Disabled activists have been pushing back against the use of terms like “differently abled” and “handi-capable” since at least the ’80s. Empirical research shows that people are actually more prejudiced toward people who are described as “special needs” than people described as “disabled.” These replacement terms activate more negative stereotypes in people’s minds than more direct, precise language does.

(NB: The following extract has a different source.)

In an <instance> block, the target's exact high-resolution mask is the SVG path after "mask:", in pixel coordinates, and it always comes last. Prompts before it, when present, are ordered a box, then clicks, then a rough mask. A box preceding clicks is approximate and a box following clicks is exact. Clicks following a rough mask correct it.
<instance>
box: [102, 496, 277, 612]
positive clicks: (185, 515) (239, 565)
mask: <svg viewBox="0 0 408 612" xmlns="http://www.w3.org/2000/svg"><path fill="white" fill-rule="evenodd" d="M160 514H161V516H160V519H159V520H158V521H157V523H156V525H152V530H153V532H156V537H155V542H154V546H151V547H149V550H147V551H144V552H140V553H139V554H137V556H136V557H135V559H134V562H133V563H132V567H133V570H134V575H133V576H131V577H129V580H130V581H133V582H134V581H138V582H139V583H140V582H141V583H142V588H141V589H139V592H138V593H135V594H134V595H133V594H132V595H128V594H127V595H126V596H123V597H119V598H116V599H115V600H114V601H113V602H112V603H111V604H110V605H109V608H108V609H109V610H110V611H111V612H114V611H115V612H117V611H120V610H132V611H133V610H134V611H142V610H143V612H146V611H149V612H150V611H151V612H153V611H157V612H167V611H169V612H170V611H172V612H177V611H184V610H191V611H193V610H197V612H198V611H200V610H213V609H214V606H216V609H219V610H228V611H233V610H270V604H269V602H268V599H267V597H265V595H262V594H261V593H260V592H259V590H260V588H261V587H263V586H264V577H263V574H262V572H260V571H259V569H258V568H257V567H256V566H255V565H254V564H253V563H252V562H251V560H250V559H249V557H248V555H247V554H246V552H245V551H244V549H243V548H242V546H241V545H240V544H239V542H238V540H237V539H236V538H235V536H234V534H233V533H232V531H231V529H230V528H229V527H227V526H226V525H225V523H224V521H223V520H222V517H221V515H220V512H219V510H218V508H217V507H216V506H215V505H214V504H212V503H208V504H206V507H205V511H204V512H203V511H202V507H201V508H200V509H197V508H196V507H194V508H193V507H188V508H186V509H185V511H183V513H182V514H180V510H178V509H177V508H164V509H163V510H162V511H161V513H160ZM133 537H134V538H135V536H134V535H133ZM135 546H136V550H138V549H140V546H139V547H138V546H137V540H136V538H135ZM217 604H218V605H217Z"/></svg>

These terms often entered the lexicon via the abled parents of disabled kids, who found softening, cutesy terms more palatable than labeling their children as disabled. To this very day, organizations led by abled people tend to dance around disability, using phrases like “challenged” and “person with visual impairments”, whereas organizations driven by disabled people embrace and take pride in terms like disabled, blind, a wheelchair user, and Deaf.
If you truly believe that a person has value regardless of what they are physically or mentally capable of, it should not pain you to call them disabled. If you believe a paralyzed person has as much social value as a non-paralyzed person, the word shouldn’t make you flinch. If you think intellectually disabled people are equally deserving of love and support as other people, you won’t dance around the phrase as if it’s a swear word.
Disabled people can tell when you feel uncomfortable talking about us. This discomfort bleeds into how you treat us, and affects whether you address us directly or feel capable of asking us about our accessibility needs. A world that falls back on gentle, condescending terms like “differently abled” is also a world where people forget to provide ramps to wheelchair users, and people with ADHD are mocked behind their backs for being “flighty” and “annoying.”
When disability is hidden away or obscured, so are disabled people’s attempts at attaining justice. If you want to be an ally to your disabled siblings, all you have to do is let go of your desire to clench up, and wince, and pretend that all people are equally “different” and all abilities are equally privileged in our society. Disability exists. It is a beautiful source of diversity. It is not a thing to hide away.